Für die zweite Oper des Abends, Der Gefangene, wurde die Szenerie gespiegelt, an die Stellen der Solistinnen und der Chordamen traten nun Kinder, die Zofe Ghita wurde zur Mutter des Gefangenen. Während dieser von seiner Gefangenschaft erzählte, spielte sich die zuvor schon im Zwerg gezeigte Handlung Szene für Szene gleich ab, was sich für mich vor allem mit dem Libretto oft sehr spießte. Insgesamt hatte ich den Eindruck, dass zu Gunsten einer Idee beiden Opern ein Konzept übergestülpt wurde, das bei einem Werk gut, beim anderen weniger gut und in Kombination überhaupt nicht funktionierte. Musikalisch war die Sache hingegen eindeutiger, denn Dirk Kaftan zog bei seiner letzten Premiere als Chefdirigent in Graz nochmals alle Register.
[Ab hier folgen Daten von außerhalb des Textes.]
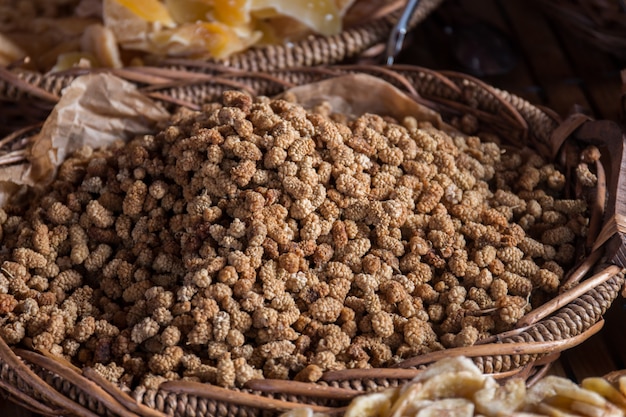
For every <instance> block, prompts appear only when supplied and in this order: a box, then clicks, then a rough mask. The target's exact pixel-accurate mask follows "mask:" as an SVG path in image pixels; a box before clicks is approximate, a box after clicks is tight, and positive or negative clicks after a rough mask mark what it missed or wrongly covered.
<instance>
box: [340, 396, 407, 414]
mask: <svg viewBox="0 0 626 417" xmlns="http://www.w3.org/2000/svg"><path fill="white" fill-rule="evenodd" d="M395 391H396V390H395V389H389V390H385V391H383V392H377V393H373V394H367V395H362V396H360V397H356V398H355V399H354V400H352V402H351V403H350V405H349V406H348V409H347V410H346V413H345V414H344V417H382V416H387V415H389V414H388V413H389V410H390V409H391V404H392V401H393V397H394V395H395Z"/></svg>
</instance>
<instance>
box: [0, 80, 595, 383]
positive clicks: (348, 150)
mask: <svg viewBox="0 0 626 417" xmlns="http://www.w3.org/2000/svg"><path fill="white" fill-rule="evenodd" d="M504 149H505V148H503V147H500V146H499V145H498V144H496V143H495V142H489V141H481V140H480V139H479V138H478V137H476V136H468V135H463V134H460V133H458V134H457V133H444V132H443V131H441V130H438V129H436V128H434V127H433V126H432V125H430V124H429V123H424V122H418V121H416V120H415V119H413V118H406V119H405V120H403V121H401V122H400V123H398V122H395V121H393V120H390V119H387V118H384V117H380V116H377V115H372V114H366V115H363V116H361V117H358V118H356V119H355V120H348V119H347V118H346V117H344V116H340V115H335V114H332V113H330V111H329V110H328V108H327V106H326V107H325V106H320V107H318V108H316V109H314V110H311V111H307V110H305V109H303V108H302V107H301V106H300V105H298V104H296V103H294V102H291V101H289V100H286V99H278V100H270V99H268V98H264V97H260V98H254V99H253V98H250V97H249V96H247V95H245V94H243V93H238V92H228V93H225V94H224V96H223V98H222V102H221V103H220V104H210V105H207V106H205V108H204V109H203V111H201V112H192V111H189V110H184V111H181V112H179V113H177V114H176V115H175V116H173V118H172V119H171V120H170V121H169V123H168V125H167V126H164V127H163V129H162V130H161V131H160V132H159V133H157V134H155V135H146V136H142V137H137V138H135V139H134V140H132V141H131V142H129V143H118V144H116V145H114V146H111V147H109V148H106V149H100V150H92V149H82V150H81V151H80V152H78V153H77V154H75V155H74V156H72V157H71V158H70V159H68V160H67V161H66V162H65V163H64V164H63V165H62V166H61V168H60V170H59V173H58V176H57V178H56V180H55V181H54V183H53V184H52V185H51V187H50V188H49V189H47V190H46V193H45V195H43V196H40V197H38V200H36V201H35V202H32V201H31V203H30V204H29V207H28V209H27V210H26V209H21V208H20V207H19V206H17V205H8V206H6V207H5V209H4V210H3V211H1V212H0V214H1V215H0V224H1V231H2V237H3V242H4V249H3V251H2V253H1V254H0V310H1V312H2V315H1V318H0V335H1V336H2V337H3V338H4V339H5V340H6V341H7V342H8V343H10V344H24V345H26V346H29V347H31V348H32V349H35V350H39V351H47V352H49V353H51V354H53V355H62V356H64V357H65V358H66V359H69V360H71V361H73V362H74V363H77V364H83V365H89V366H93V367H94V368H95V369H96V370H98V372H100V373H102V374H103V375H104V376H106V377H107V378H109V379H111V380H113V381H116V382H119V383H122V384H126V385H128V386H137V385H138V384H143V385H144V386H148V387H154V386H156V385H158V384H159V383H160V382H162V381H164V380H172V379H180V378H186V379H191V380H196V381H203V382H210V383H213V384H219V385H221V386H226V387H232V386H241V385H243V384H244V383H245V382H246V381H248V380H250V379H253V378H263V377H265V378H295V379H296V380H301V381H314V380H317V379H319V378H320V376H321V375H322V373H323V372H324V371H326V370H338V369H344V368H364V367H381V366H389V365H391V364H394V363H397V362H399V361H401V360H403V359H405V358H409V357H412V356H415V355H419V354H423V353H425V352H429V351H432V350H437V349H443V348H447V347H453V346H466V345H471V344H473V343H475V342H476V341H478V340H480V339H482V338H485V337H487V336H490V335H492V334H496V333H499V332H502V331H504V330H507V329H510V328H512V327H513V326H514V325H515V323H516V322H517V321H518V320H519V319H520V318H521V317H522V316H523V315H524V314H525V313H527V312H528V311H530V310H531V309H532V308H534V307H536V306H537V305H539V304H541V303H543V302H544V301H545V300H546V299H547V298H549V297H551V296H552V295H553V294H555V292H556V291H557V289H558V287H559V284H560V282H561V280H562V278H563V275H564V268H567V267H568V266H569V265H570V264H571V263H572V262H573V261H574V257H575V252H576V248H575V241H576V239H577V237H578V236H583V235H585V233H586V228H587V218H586V217H585V214H586V204H585V202H584V201H582V200H568V199H562V198H560V197H559V196H560V195H561V191H562V189H563V187H564V185H565V182H566V181H565V176H564V175H563V174H562V173H561V172H560V171H559V170H557V169H556V168H555V166H554V165H552V164H550V163H547V162H546V161H545V160H543V159H542V158H541V157H540V156H539V155H537V154H535V153H532V152H530V151H528V152H526V151H525V152H524V153H521V152H515V151H512V150H510V149H509V150H507V151H505V150H504ZM590 181H592V179H590Z"/></svg>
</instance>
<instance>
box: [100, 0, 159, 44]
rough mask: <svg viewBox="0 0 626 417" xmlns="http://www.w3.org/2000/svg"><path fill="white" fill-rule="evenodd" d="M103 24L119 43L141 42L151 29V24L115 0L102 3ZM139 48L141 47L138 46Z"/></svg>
mask: <svg viewBox="0 0 626 417" xmlns="http://www.w3.org/2000/svg"><path fill="white" fill-rule="evenodd" d="M102 15H103V16H102V18H103V21H104V26H106V27H107V28H109V29H111V30H112V31H113V33H115V37H116V38H117V40H118V42H120V43H121V44H124V45H125V46H126V44H128V43H143V42H145V41H146V39H147V35H148V33H149V32H150V31H151V26H152V25H151V24H150V23H149V22H148V21H147V20H144V19H142V18H141V17H139V16H137V15H136V14H134V13H133V12H132V10H130V9H128V8H126V7H124V6H123V5H121V4H120V3H118V2H117V0H104V1H103V3H102ZM138 49H141V48H138Z"/></svg>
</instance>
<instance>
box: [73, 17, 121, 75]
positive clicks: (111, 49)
mask: <svg viewBox="0 0 626 417" xmlns="http://www.w3.org/2000/svg"><path fill="white" fill-rule="evenodd" d="M81 50H83V51H85V52H88V53H90V54H92V55H94V56H95V57H96V59H97V61H98V63H99V64H100V66H103V67H108V68H121V67H122V59H121V58H120V51H119V49H118V47H117V40H116V39H115V35H114V34H113V31H112V30H111V29H109V28H107V27H104V26H102V25H101V24H95V25H91V26H89V27H88V28H87V29H86V30H85V33H83V36H82V38H81Z"/></svg>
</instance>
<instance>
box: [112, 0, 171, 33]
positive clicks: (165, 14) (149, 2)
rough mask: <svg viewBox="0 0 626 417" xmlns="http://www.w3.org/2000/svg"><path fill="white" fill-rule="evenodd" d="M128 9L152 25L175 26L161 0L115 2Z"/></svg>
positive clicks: (139, 0)
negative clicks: (152, 23) (123, 6)
mask: <svg viewBox="0 0 626 417" xmlns="http://www.w3.org/2000/svg"><path fill="white" fill-rule="evenodd" d="M114 1H115V2H117V3H118V4H119V5H121V6H124V7H126V8H127V9H128V10H130V11H131V12H132V13H133V14H134V15H136V16H138V17H139V18H141V19H143V20H145V21H148V22H150V23H160V24H162V25H164V26H167V27H173V26H175V24H176V23H175V22H174V20H173V19H172V16H170V13H169V11H168V10H167V7H165V5H164V4H163V3H161V2H160V1H159V0H114Z"/></svg>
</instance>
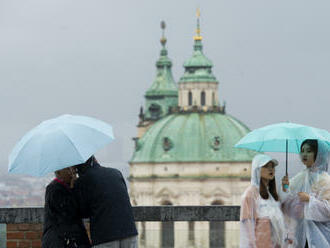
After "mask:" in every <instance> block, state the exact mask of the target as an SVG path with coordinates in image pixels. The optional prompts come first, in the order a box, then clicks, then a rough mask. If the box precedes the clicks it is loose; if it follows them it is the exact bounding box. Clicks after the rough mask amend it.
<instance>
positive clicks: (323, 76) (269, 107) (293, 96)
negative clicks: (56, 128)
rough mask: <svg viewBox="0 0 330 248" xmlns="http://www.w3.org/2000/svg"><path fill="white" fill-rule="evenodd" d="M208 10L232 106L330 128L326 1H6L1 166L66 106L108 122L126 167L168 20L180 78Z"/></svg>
mask: <svg viewBox="0 0 330 248" xmlns="http://www.w3.org/2000/svg"><path fill="white" fill-rule="evenodd" d="M198 6H199V7H200V8H201V15H202V17H201V18H202V19H201V29H202V36H203V38H204V39H203V44H204V52H205V54H206V55H207V56H208V57H209V58H210V59H211V60H212V61H213V63H214V65H215V66H214V68H213V71H214V74H215V75H216V77H217V79H218V80H219V81H220V85H219V92H220V97H221V101H223V100H226V102H227V112H228V113H229V114H231V115H233V116H235V117H237V118H238V119H240V120H241V121H243V122H244V123H246V124H247V125H248V126H249V127H250V128H251V129H254V128H257V127H261V126H263V125H266V124H270V123H275V122H280V121H292V122H297V123H302V124H307V125H312V126H316V127H320V128H324V129H327V130H329V127H330V117H329V114H328V113H329V112H328V106H329V105H330V100H329V89H330V86H329V82H330V75H329V67H330V60H329V59H330V49H329V46H330V35H329V32H330V31H329V23H330V15H329V8H330V2H329V1H328V0H317V1H310V0H309V1H307V0H289V1H288V0H276V1H275V0H268V1H265V0H203V1H202V0H200V1H197V0H195V1H194V0H166V1H158V0H130V1H129V0H121V1H112V0H0V85H1V88H0V89H1V90H0V113H1V115H0V118H1V129H0V138H1V139H0V144H1V154H0V161H1V165H0V167H2V168H3V167H6V166H7V156H8V154H9V152H10V150H11V149H12V147H13V146H14V144H15V143H16V142H17V141H18V139H19V138H20V137H21V136H22V135H23V134H24V133H25V132H27V131H28V130H29V129H31V128H32V127H33V126H35V125H37V124H38V123H39V122H41V121H42V120H45V119H49V118H53V117H56V116H58V115H60V114H65V113H71V114H82V115H89V116H94V117H96V118H99V119H102V120H104V121H107V122H109V123H111V124H112V125H113V127H114V132H115V135H116V137H117V140H116V142H114V143H113V144H111V145H110V146H109V147H108V148H107V149H105V150H104V151H103V152H101V153H100V157H101V158H102V159H103V160H106V161H110V162H115V163H122V164H124V163H126V162H127V161H128V160H129V159H130V157H131V155H132V151H133V150H132V148H133V142H132V141H131V138H132V137H133V136H135V135H136V124H137V121H138V118H137V114H138V111H139V107H140V105H141V104H143V103H144V98H143V95H144V93H145V91H146V90H147V88H148V87H149V86H150V85H151V83H152V81H153V79H154V77H155V61H156V60H157V58H158V56H159V51H160V44H159V39H160V36H161V31H160V24H159V23H160V21H161V20H165V21H166V24H167V29H166V36H167V39H168V43H167V48H168V51H169V57H170V58H171V59H172V61H173V74H174V78H175V80H176V81H178V80H179V78H180V76H181V75H182V74H183V67H182V64H183V62H184V60H186V59H187V58H189V57H190V56H191V54H192V45H193V40H192V37H193V35H194V30H195V23H196V18H195V12H196V8H197V7H198Z"/></svg>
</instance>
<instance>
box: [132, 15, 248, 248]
mask: <svg viewBox="0 0 330 248" xmlns="http://www.w3.org/2000/svg"><path fill="white" fill-rule="evenodd" d="M161 26H162V29H163V37H162V38H161V45H162V49H161V52H160V58H159V59H158V61H157V62H156V69H157V73H156V79H155V80H154V82H153V83H152V85H151V86H150V88H149V89H148V90H147V92H146V93H145V107H144V108H141V109H140V114H139V123H138V132H137V133H138V134H137V137H135V138H134V141H135V151H134V154H133V156H132V158H131V160H130V162H129V164H130V177H129V180H130V197H131V200H132V204H133V205H135V206H157V205H200V206H205V205H240V197H241V194H242V193H243V191H244V190H245V189H246V187H247V186H248V185H249V183H250V182H249V180H250V172H251V170H250V165H251V160H252V158H253V156H254V153H253V152H250V151H246V150H240V149H236V148H233V146H234V145H235V143H237V142H238V140H240V139H241V138H242V137H243V136H245V135H246V134H247V133H248V132H249V129H248V128H247V127H246V126H245V125H244V124H243V123H242V122H240V121H239V120H237V119H235V118H234V117H232V116H230V115H228V114H227V113H226V109H225V106H222V105H221V104H220V100H219V95H218V87H219V82H218V80H217V79H216V77H215V76H214V74H213V72H212V67H213V64H212V62H211V61H210V60H209V59H208V58H207V57H206V56H205V55H204V53H203V45H202V37H201V35H200V29H199V18H198V20H197V31H196V36H195V37H194V46H193V54H192V57H191V58H189V59H188V60H186V62H185V63H184V73H183V75H182V77H181V78H180V80H179V81H178V82H177V83H176V82H175V80H174V79H173V76H172V72H171V68H172V62H171V60H170V59H169V57H168V51H167V49H166V38H165V36H164V29H165V23H162V25H161ZM138 227H139V233H140V244H139V245H140V247H148V248H153V247H154V248H156V247H157V248H158V247H175V248H188V247H203V248H214V247H238V245H239V238H238V237H239V225H238V223H231V222H226V223H223V222H174V223H171V222H164V223H160V222H145V223H139V225H138Z"/></svg>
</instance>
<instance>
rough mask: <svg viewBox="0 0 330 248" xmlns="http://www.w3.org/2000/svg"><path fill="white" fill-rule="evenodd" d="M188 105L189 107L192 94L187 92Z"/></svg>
mask: <svg viewBox="0 0 330 248" xmlns="http://www.w3.org/2000/svg"><path fill="white" fill-rule="evenodd" d="M188 105H189V106H191V105H192V93H191V92H190V91H189V93H188Z"/></svg>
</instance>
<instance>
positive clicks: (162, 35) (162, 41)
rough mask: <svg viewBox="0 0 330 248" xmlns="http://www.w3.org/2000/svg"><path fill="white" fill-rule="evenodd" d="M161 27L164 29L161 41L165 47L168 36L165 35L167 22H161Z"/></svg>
mask: <svg viewBox="0 0 330 248" xmlns="http://www.w3.org/2000/svg"><path fill="white" fill-rule="evenodd" d="M160 28H161V29H162V38H161V39H160V43H161V44H162V46H163V47H165V44H166V41H167V40H166V37H165V28H166V23H165V22H164V21H161V22H160Z"/></svg>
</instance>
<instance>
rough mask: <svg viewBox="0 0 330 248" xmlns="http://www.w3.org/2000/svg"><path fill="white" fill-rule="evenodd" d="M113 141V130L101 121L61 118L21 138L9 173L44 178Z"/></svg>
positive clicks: (14, 152) (50, 122)
mask: <svg viewBox="0 0 330 248" xmlns="http://www.w3.org/2000/svg"><path fill="white" fill-rule="evenodd" d="M113 139H114V136H113V132H112V127H111V126H110V125H109V124H107V123H105V122H103V121H100V120H97V119H95V118H91V117H86V116H74V115H62V116H59V117H57V118H55V119H50V120H47V121H44V122H42V123H41V124H40V125H38V126H37V127H35V128H33V129H32V130H31V131H29V132H28V133H27V134H25V135H24V136H23V138H22V139H21V140H20V141H19V142H18V143H17V144H16V145H15V147H14V149H13V150H12V152H11V154H10V155H9V166H8V172H9V173H15V174H28V175H31V176H44V175H46V174H48V173H50V172H54V171H56V170H60V169H63V168H66V167H69V166H72V165H76V164H80V163H83V162H85V161H86V160H87V159H88V158H89V157H90V156H92V155H93V154H94V153H95V152H97V151H98V150H100V149H101V148H103V147H104V146H105V145H107V144H109V143H110V142H111V141H112V140H113Z"/></svg>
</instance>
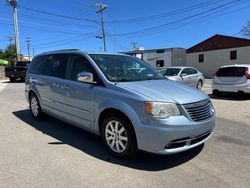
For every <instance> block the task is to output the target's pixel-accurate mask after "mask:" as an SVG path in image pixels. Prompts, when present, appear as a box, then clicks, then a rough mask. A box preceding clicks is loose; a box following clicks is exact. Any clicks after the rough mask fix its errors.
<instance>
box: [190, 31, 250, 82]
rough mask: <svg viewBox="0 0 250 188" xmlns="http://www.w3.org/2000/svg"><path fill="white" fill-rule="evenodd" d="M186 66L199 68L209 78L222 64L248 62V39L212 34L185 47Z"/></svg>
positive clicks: (237, 63) (249, 52) (223, 64)
mask: <svg viewBox="0 0 250 188" xmlns="http://www.w3.org/2000/svg"><path fill="white" fill-rule="evenodd" d="M186 57H187V59H186V62H187V66H191V67H195V68H196V69H198V70H200V71H201V72H202V73H203V74H204V76H205V77H207V78H211V77H212V75H213V73H214V72H216V70H217V69H218V68H219V67H221V66H224V65H234V64H250V40H249V39H243V38H237V37H231V36H224V35H214V36H213V37H211V38H209V39H207V40H205V41H203V42H200V43H199V44H197V45H194V46H193V47H191V48H189V49H187V55H186Z"/></svg>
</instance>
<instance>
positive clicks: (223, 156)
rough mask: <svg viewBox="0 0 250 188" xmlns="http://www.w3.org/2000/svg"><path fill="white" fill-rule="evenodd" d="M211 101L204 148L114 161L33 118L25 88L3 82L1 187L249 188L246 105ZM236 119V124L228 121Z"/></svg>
mask: <svg viewBox="0 0 250 188" xmlns="http://www.w3.org/2000/svg"><path fill="white" fill-rule="evenodd" d="M1 84H2V83H0V85H1ZM206 87H209V86H206ZM205 90H206V92H208V93H209V92H210V90H209V88H205ZM209 94H210V93H209ZM212 100H213V103H214V105H215V108H216V110H217V119H216V129H215V133H214V136H213V138H212V139H211V140H210V141H209V142H207V143H206V144H205V145H202V146H200V147H198V148H195V149H192V150H190V151H187V152H184V153H180V154H175V155H169V156H158V155H152V154H147V153H144V152H140V153H139V154H138V155H137V156H136V158H134V159H131V160H119V159H116V158H113V157H111V156H110V155H109V154H108V153H107V152H106V151H105V149H104V147H103V146H102V143H101V140H100V138H99V137H98V136H95V135H93V134H91V133H88V132H86V131H84V130H81V129H79V128H77V127H74V126H72V125H69V124H67V123H64V122H62V121H60V120H57V119H55V118H52V117H46V118H45V119H43V120H40V121H37V120H34V119H32V117H31V115H30V112H29V110H28V104H27V102H26V100H25V97H24V84H23V83H7V84H6V86H5V88H3V89H2V90H1V91H0V187H192V188H193V187H209V188H211V187H249V184H250V165H249V164H250V157H249V156H250V121H249V117H245V114H242V113H238V110H242V109H238V106H239V107H241V108H246V110H248V112H249V111H250V106H249V105H248V104H249V101H250V99H248V98H244V99H242V98H239V97H235V98H233V99H232V96H230V97H225V98H221V99H218V98H217V99H212ZM232 104H233V105H232ZM234 104H235V105H238V106H237V108H236V107H235V106H234ZM220 108H223V110H221V109H220ZM244 110H245V109H244ZM225 111H226V112H225ZM234 113H236V114H238V115H237V116H240V117H241V118H239V119H240V121H238V119H236V120H235V118H234V115H230V116H228V115H227V114H234ZM248 114H249V113H248ZM243 117H245V119H246V121H245V120H242V118H243Z"/></svg>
Die dekadente Hofgesellschaft in Der Zwerg malte er mit dem Orchester in kühlen Farben und einer mitschwingenden Bedrohlichkeit, die er vielschichtig ausdifferenzierte. Präzise Akzente fanden ebenso Raum wie große, raumgreifende Klangschwälle, die stellenweise etwas zu euphorisch gerieten und die Sänger beinahe unter sich zu begraben drohten. Tatjana Miyus als Infantin Donna Clara ließ sich dadurch jedoch nicht zum Forcieren verleiten, sondern umschiffte diese Momente mit technischer Sicherheit und spielte in den weniger dramatischen Passagen ihre Stärken gezielt aus. Ihre eigentlich warm timbrierte Stimme färbte sie merklich kühl und entlockte ihr so ganz neue, gläserne Facetten, die sich ideal mit ihrer Darstellung der Grausamen ergänzten. Den Gegenpol zur frostigen Prinzessin lieferte Aleš Briscein mit seinem hellen Timbre und leidenschaftlicher vokaler Gestaltung. Lediglich über ein paar exponierte Töne musste er sich etwas dünn retten, ansonsten blieben weder stimmlich noch darstellerisch Wünsche offen, da er sich mit vollem Einsatz in die Rolle warf, etwa als der Zwerg sich selbst das erste Mal im Spiegel erkennen muss.